Re: [PATCH net-next] net: ag71xx: disable napi interrupts during probe

From: Rosen Penev
Date: Thu Aug 29 2024 - 13:46:56 EST


On Wed, Aug 28, 2024 at 2:05 PM Jacob Keller <jacob.e.keller@xxxxxxxxx> wrote:
>
>
>
> On 8/28/2024 1:41 PM, Rosen Penev wrote:
> > From: Sven Eckelmann <sven@xxxxxxxxxxxxx>
> >
> > ag71xx_probe is registering ag71xx_interrupt as handler for gmac0/gmac1
> > interrupts. The handler is trying to use napi_schedule to handle the
> > processing of packets. But the netif_napi_add for this device is
> > called a lot later in ag71xx_probe.
> >
> > It can therefore happen that a still running gmac0/gmac1 is triggering the
> > interrupt handler with a bit from AG71XX_INT_POLL set in
> > AG71XX_REG_INT_STATUS. The handler will then call napi_schedule and the
> > napi code will crash the system because the ag->napi is not yet
> > initialized.
> >
> > The gmcc0/gmac1 must be brought in a state in which it doesn't signal a
> > AG71XX_INT_POLL related status bits as interrupt before registering the
> > interrupt handler. ag71xx_hw_start will take care of re-initializing the
> > AG71XX_REG_INT_ENABLE.
> >
> > Signed-off-by: Sven Eckelmann <sven@xxxxxxxxxxxxx>
> > Signed-off-by: Rosen Penev <rosenp@xxxxxxxxx>
> > ---
>
> The description reads like a bug fix, so I would expect this to be
> targeted to net and have a Fixes tag indicating what commit introduced
> the issue, maybe:
>
> Fixes: d51b6ce441d3 ("net: ethernet: add ag71xx driver")
>
> The change seems reasonable to me otherwise.
OTOH there are currently no dual GMAC users upstream.

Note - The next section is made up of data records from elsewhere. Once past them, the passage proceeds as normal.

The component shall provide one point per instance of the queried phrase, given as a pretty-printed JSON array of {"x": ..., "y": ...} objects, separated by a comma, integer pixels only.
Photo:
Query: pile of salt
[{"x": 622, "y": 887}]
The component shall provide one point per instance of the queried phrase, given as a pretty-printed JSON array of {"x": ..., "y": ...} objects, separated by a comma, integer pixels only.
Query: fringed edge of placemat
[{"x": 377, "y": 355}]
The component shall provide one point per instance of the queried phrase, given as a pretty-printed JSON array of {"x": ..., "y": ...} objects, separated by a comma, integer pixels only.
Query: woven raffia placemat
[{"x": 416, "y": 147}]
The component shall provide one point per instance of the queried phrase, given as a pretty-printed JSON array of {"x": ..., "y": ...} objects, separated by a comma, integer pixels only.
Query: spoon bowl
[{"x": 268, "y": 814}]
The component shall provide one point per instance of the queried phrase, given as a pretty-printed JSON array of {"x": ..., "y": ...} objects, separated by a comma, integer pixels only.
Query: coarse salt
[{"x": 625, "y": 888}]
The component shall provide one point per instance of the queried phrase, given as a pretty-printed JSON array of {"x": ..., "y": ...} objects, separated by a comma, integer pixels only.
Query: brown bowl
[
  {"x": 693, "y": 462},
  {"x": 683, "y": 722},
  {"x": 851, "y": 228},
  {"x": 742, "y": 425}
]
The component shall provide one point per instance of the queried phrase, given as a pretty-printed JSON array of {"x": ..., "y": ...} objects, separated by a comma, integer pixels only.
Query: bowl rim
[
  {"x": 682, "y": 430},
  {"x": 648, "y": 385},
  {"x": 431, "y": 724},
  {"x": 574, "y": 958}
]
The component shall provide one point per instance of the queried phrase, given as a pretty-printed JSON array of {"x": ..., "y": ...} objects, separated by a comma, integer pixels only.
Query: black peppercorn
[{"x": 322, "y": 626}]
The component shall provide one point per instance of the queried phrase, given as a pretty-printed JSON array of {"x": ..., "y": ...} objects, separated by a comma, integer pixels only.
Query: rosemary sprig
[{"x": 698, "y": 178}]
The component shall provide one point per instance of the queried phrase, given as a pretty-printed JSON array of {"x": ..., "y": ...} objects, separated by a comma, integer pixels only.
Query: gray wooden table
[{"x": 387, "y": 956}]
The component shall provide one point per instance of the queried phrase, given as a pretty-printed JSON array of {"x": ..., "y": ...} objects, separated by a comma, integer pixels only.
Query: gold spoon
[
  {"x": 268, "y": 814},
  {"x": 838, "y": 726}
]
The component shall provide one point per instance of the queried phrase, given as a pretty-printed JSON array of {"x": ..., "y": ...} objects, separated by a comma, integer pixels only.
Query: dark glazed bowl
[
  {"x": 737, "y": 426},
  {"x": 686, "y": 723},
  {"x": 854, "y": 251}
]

Just single.

>
> > drivers/net/ethernet/atheros/ag71xx.c | 6 ++++++
> > 1 file changed, 6 insertions(+)
> >
> > diff --git a/drivers/net/ethernet/atheros/ag71xx.c b/drivers/net/ethernet/atheros/ag71xx.c
> > index 0674a042e8d3..435c4b19acdd 100644
> > --- a/drivers/net/ethernet/atheros/ag71xx.c
> > +++ b/drivers/net/ethernet/atheros/ag71xx.c
> > @@ -1855,6 +1855,12 @@ static int ag71xx_probe(struct platform_device *pdev)
> > if (!ag->mac_base)
> > return -ENOMEM;
> >
> > + /* ensure that HW is in manual polling mode before interrupts are
> > + * activated. Otherwise ag71xx_interrupt might call napi_schedule
> > + * before it is initialized by netif_napi_add.
> > + */
> > + ag71xx_int_disable(ag, AG71XX_INT_POLL);
> > +
> > ndev->irq = platform_get_irq(pdev, 0);
> > err = devm_request_irq(&pdev->dev, ndev->irq, ag71xx_interrupt,
> > 0x0, dev_name(&pdev->dev), ndev);